Saturday, November 27, 2010

Thanksgiving Leftovers Spicy and Flakey Samosa Pie

I saw these samosas being made on a morning show the Friday after Thanksgiving. Little triangles of leftover vegies were wrapped in phyllo dough and baked until crispy. Samosas are an Indian appetizer or street food.A spicy potato and vegetable mixture is wrapped in dough, fried, and served with a fresh chutney. I have made them a number of times before, and I had 1/2 package of phyllo, leftover potatoes and vegetables, so I figured I could come up with something similar.

The phyllo was leftover from making a vegetarian entree of Spanakopita for Thanksgiving, and I knew that it probably wasn't supple enough the second day to do all that folding. Also I was feeling a little flakey from the feasting and wining the night before to do that much work, so a pie was the better way to go. Great, it worked out. The pie looked gorgeous and tasted authentically Indian. It was a little spicy for some, but the heat can be adjusted to suit tastes.


1/2 1b. Phyllo Dough
2 Tbsp. Oil
1 1/2 to 2 cups Mashed Potatoes
2 small Carrots, diced
1/2 Onion, chopped
1 cup cooked Spinach, chopped
8 Cremini Mushrooms, quartered
1 Tbsp. Ginger, minced
2 cloves Garlic, minced
2 tsp Garam Masala
1 tsp. Turmeric
1 tsp. Coriander, ground
1/2 tsp.
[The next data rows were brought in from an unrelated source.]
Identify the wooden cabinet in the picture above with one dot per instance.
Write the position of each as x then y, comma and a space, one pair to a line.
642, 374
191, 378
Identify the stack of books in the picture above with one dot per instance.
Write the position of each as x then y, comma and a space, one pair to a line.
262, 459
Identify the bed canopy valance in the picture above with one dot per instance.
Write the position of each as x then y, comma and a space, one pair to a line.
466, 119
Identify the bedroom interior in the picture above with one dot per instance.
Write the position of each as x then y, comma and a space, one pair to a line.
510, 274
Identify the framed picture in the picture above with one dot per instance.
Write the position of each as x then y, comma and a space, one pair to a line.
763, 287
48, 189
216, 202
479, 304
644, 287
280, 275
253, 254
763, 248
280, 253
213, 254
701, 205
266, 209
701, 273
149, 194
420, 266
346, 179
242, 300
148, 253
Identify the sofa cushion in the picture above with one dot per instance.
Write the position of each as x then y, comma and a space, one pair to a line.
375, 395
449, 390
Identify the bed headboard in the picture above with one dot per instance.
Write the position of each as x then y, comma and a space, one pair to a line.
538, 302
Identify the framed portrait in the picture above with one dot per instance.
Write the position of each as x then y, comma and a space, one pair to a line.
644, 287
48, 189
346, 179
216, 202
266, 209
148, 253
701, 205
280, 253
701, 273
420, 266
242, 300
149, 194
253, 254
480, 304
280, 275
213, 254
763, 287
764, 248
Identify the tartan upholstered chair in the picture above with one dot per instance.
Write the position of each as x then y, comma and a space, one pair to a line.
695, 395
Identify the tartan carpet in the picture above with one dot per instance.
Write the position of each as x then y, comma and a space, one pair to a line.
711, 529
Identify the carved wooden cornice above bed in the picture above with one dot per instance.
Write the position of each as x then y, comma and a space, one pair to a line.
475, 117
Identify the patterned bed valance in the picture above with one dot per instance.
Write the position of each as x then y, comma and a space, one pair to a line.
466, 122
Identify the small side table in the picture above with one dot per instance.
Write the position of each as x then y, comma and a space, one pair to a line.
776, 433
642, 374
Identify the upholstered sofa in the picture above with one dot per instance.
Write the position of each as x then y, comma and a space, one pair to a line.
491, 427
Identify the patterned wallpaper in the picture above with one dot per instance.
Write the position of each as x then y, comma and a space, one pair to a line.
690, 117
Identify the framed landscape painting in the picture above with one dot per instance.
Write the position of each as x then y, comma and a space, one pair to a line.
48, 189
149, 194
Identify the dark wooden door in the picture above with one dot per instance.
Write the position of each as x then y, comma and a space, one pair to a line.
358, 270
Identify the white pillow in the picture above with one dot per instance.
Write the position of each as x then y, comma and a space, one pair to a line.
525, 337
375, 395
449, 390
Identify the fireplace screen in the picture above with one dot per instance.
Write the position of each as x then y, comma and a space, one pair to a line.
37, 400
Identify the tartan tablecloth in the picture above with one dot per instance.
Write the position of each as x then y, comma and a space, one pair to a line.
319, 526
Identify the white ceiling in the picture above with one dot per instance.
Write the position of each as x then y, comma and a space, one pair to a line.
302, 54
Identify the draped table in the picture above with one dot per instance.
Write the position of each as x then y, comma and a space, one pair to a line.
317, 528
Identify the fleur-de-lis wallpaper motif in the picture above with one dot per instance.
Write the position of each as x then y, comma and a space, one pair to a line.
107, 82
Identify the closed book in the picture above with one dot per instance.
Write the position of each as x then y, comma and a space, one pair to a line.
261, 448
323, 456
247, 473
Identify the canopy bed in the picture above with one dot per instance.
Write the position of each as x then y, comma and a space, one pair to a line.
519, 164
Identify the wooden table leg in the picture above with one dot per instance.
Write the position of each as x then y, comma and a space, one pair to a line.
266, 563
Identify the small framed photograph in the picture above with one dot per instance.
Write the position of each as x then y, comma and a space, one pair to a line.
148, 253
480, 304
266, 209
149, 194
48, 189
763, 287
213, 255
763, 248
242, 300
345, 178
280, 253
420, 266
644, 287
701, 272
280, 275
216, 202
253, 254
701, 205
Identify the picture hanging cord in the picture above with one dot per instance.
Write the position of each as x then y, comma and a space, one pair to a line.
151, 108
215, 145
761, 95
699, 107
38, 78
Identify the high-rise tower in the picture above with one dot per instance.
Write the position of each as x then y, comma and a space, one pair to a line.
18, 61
Cumin, ground
salt 1/2 tsp
1/4 tsp Cayenne or to taste (I used leftover Padron Peppers, pan-broiled)
1/2 cup melted Butter and Olive Oil combined, for assembling pie

Saute onions and carrots in 2 Tbsp. oil until softened. Add mushrooms and saute 3 minutes, add garlic and ginger, saute 1 minute, add spinach, garam masala, turmeric, coriander, salt, and cayenne pepper or padrons and saute 2 minutes. Stir in mashed potatoes.

Brush a 10" pie pan with oil or butter. Place a phyllo leaf on it and brush again. The edges will drape over the side; that's OK for later. Repeat 3 times until you have 4 layers with oil in between.

Smooth the filling in the phyllo crust. Top with 4 layers of phyllo dough, brushed with oil or butter in between each sheet, and bring up the draped sides to form a rim. Keep the phyllo flexible by covering with a damp towel between uses. Bruth the top and sides with oil.

Phyllo dough is very forgiving. Since we are using leftover dough, it can be a little dry and the leaves tend to stick together. Just do the best you can; it will come out fine.

Bake in a 375 F degree oven for 40 minutes or until top is golden brown and crispy.‌

Serve with mint chutney, if possible.